The Congressional Research Service recently published a paper on the Causes of the Financial Crisis. It is a very good compilation of all the things that people think may have led to where we are.
They list 26 things that led to the crisis. Twenty six things and the same people in Congress who asked for and obtained this backward looking report never saw one of them in the past two years or even more!
This is like a patient arriving in your office who is morbidly obese, with a three pack a day habit for thirty years, who lives a rather profligate life, also does crack, and then presents with small cell lung carcinoma, renal failure, has an MI on the table, and well you get the point. These problems were a long time coming. You could see the weight gain, you could smell the cigarette smoke, you could see the drug use in the eyes, and on and on. It was more than just a light at the end of the tunnel and finding out it was the train.
These 26 causes as seen by CRS are:
1. Imprudent Mortgage Lending
2. Housing Bubble
3. Global Imbalances
4. Securitization
5. Lack of Transparency and Accountability in Mortgage Finance
6. Rating Agencies
7. Mark‐to‐market Accounting
8. Deregulatory Legislation
9. Shadow Banking System
10. Non‐Bank Runs
11. Off‐Balance Sheet Finance
12. Government‐ Mandated Subprime Lending
13. Failure of Risk Management Systems
14. Financial Innovation
15. Complexity
16. Human Frailty
17. Bad Computer Models
18. Excessive Leverage
19. Relaxed Regulation of Leverage
20. Credit Default Swaps (CDS)
21. Over‐the‐Counter Derivatives
22. Fragmented Regulation
23. No Systemic Risk Regulator
24. Short‐term Incentives
25. Tail Risk
26. Black Swan Theory
This is worth the read. Each of these has in some way been accused as being the dominant element in the crisis. Each has its advocate and in a way it was the perfect storm. Could this have come about with only one of these, how about two, maybe three, or do we need all 26. The following chart depicts a possible cause and effect relationship amongst these causes. That is there were early causes and causes of causes. This means that there were canaries that were dying off well before the ultimate deaths.
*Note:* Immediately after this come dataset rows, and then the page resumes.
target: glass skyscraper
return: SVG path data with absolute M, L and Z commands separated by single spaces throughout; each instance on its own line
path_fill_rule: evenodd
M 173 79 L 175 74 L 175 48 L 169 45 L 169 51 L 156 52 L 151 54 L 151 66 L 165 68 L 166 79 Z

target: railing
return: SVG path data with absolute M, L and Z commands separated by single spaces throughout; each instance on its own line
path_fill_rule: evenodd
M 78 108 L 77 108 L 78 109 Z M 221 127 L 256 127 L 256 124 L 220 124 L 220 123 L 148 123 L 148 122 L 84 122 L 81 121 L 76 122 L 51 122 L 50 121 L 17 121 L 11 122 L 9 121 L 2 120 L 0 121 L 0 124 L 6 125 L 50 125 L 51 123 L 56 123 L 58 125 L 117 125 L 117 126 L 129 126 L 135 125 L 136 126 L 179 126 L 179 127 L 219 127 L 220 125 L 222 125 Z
Some of the causes are derivative of the others and some are just ways of rephrasing one or a few of the others. The Black Swan theory of Taleeb is an artifact that sells well, but it is the generally accepted Court Jester theory of evolution, also the one phrased by Eldredge and Gould and known as punctuated equilibrium. Simply changes occur when major events disrupt equilibrium. The direction of the change in a Darwinian sense in towards the survival of the fittest. However in an economic sense, the fittest may or may not be to those in power. Things happen that tend to disturb what we would commonly look towards as the fittest.